Comments from priscianusjr

Showing 5 comments

priscianusjr
priscianusjr commented about Stone Theatre on Feb 26, 2011 at 8:20 pm

Thanks Fatman and peetgirl. Evidently the theatre I was looking for was the Liberty.
/theaters/27260/
They give the address as 61 Liberty Avenue. “It had a second entrance on Stone Avenue.”

priscianusjr
priscianusjr commented about Liberty Theatre on Nov 18, 2010 at 8:24 pm

It appears that the Liberty Theatre was open at least as early as 1918, and yes, they did show movies as well as stage productions. I was interested in the question because I was trying to decipher a poor-quality copy of WWI draft registration (dated Sept. 12, 1918) of a musician who at that time was employed at the Liberty Theater. I can’t say for sure, but it’s consistent with what I know of this musician that it was a Yiddish Theater at that time. The address is hard to read, but I’m sure it says “Stone Ave Brkyn.”
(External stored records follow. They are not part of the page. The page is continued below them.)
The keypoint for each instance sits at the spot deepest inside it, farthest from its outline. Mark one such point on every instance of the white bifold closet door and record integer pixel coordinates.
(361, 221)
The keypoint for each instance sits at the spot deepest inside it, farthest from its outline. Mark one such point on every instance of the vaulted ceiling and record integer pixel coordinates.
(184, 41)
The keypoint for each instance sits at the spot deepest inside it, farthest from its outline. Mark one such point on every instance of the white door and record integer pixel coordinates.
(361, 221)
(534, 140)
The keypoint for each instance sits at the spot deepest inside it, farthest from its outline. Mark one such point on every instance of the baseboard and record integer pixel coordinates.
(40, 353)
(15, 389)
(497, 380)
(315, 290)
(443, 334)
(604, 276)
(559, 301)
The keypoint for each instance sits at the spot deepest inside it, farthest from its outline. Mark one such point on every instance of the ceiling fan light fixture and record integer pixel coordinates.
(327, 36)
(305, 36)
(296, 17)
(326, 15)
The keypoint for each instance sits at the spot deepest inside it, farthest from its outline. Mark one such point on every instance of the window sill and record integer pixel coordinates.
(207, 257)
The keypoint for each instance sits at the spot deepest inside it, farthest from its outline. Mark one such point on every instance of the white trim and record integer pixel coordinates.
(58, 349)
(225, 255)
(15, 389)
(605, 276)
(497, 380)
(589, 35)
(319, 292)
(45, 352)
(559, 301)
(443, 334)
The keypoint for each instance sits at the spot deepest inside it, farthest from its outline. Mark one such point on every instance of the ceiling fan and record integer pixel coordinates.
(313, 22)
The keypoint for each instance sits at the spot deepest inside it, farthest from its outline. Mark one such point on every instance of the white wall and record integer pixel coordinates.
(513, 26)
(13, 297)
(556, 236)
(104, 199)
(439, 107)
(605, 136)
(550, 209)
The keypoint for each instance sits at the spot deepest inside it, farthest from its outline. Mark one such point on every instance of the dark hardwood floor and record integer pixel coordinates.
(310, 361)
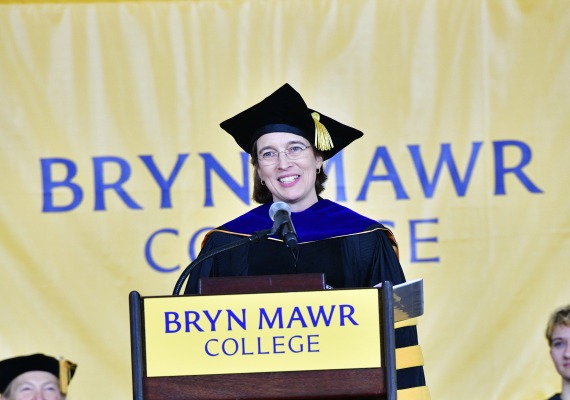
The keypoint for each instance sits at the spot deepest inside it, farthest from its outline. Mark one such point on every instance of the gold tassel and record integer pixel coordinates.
(323, 140)
(66, 370)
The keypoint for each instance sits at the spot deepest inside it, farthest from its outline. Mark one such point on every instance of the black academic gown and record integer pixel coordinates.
(350, 249)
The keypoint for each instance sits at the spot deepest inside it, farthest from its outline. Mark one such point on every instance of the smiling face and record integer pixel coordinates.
(560, 350)
(35, 385)
(291, 181)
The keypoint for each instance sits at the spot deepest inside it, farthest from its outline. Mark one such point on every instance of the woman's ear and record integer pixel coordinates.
(319, 161)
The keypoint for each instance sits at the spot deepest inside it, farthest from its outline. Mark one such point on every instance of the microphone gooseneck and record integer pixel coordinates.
(280, 214)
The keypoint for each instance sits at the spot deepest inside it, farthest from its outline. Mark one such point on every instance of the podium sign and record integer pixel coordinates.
(262, 332)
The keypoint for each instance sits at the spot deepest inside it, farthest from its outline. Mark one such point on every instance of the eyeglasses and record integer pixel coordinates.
(294, 152)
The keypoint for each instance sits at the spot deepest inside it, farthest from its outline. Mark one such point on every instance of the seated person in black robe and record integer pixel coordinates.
(35, 376)
(288, 143)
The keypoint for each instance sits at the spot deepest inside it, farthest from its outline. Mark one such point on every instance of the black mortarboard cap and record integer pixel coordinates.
(11, 368)
(285, 111)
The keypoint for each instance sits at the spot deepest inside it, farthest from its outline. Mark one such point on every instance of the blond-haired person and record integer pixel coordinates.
(558, 336)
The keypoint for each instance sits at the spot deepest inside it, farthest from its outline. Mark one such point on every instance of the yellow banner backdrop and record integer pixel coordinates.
(113, 164)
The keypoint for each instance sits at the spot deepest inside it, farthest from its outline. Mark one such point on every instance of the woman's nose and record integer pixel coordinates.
(283, 159)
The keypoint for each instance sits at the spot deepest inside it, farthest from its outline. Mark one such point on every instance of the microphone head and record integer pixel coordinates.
(278, 206)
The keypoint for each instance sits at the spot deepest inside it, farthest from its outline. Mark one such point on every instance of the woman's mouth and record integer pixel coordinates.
(288, 179)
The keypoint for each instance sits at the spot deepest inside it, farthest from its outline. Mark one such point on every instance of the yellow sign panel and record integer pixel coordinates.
(265, 332)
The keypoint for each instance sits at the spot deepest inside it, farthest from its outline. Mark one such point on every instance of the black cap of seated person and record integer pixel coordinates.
(285, 111)
(61, 368)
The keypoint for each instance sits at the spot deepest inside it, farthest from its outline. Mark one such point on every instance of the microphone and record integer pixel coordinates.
(280, 214)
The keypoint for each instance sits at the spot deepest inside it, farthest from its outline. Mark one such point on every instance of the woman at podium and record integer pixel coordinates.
(288, 144)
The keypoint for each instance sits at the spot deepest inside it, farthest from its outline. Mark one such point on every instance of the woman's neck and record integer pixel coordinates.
(565, 394)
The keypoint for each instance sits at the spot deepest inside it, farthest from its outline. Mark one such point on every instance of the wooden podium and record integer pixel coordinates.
(360, 383)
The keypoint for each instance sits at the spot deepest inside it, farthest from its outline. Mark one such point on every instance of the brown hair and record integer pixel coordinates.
(560, 316)
(262, 195)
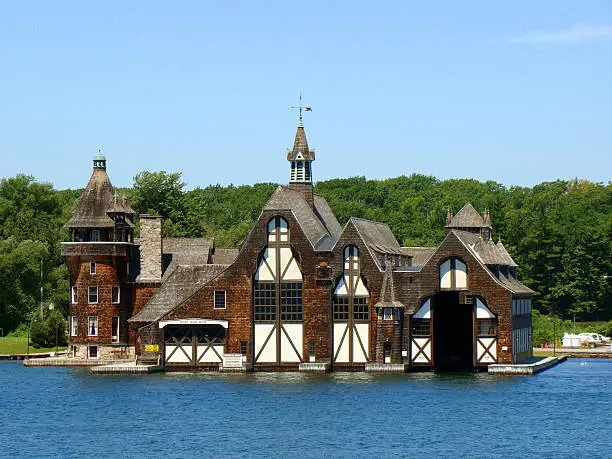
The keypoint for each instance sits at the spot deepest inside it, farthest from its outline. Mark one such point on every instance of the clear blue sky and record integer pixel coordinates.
(519, 92)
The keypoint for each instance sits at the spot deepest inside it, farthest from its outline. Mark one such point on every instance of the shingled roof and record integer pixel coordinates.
(94, 202)
(185, 251)
(183, 282)
(300, 147)
(489, 253)
(377, 236)
(467, 217)
(314, 226)
(420, 255)
(225, 256)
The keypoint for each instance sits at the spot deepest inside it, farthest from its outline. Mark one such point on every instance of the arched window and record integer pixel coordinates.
(487, 321)
(351, 290)
(278, 299)
(278, 280)
(453, 274)
(420, 324)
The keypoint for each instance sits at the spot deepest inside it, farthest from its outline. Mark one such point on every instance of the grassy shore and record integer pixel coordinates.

Giuliana Bruno, in her book, Streetwalking on a Ruined Map (1993),
page 124, refers to Italian films shown in the 1920s “in Brooklyn at the Liberty Theater on Liberty and Stone avenues.”

priscianusjr
priscianusjr commented about National Theatre & Roosevelt Theatre on Apr 23, 2009 at 5:09 am

Note that the Independent subway line on East Houston Street was constructed only in the early 1930s. It began operation on September 10, 1932.
View link)

priscianusjr
priscianusjr commented about Vogue Theatre on Nov 18, 2008 at 2:04 pm

We lived on East 10th between L and M, right around the block. I remember when the Vogue closed. It sat there closed for a while before they did the alteration. A lot of theatres were closing in those days, but in our neighborhood the Midwood and the Elm survived. I’m quite sure the conversion to an old age home was done in the mid-1950s, not the early 1960s.

priscianusjr
priscianusjr commented about Stone Theatre on Jun 16, 2008 at 10:30 am

Giuliana Bruno, in her book, Streetwalking on a Ruined Map (1993), page 124, refers to Italian films shown “in Brooklyn at the Liberty Theater on Liberty and Stone avenues.” I was interested in the question because I was trying to decipher a poor-quality copy of WWI draft registration (Sept. 12, 1918) of a musician who at that time was employed at the Liberty Theater. That much is clear. The address is harder to read, but I’m sure it says “Stone Ave Brkyn.”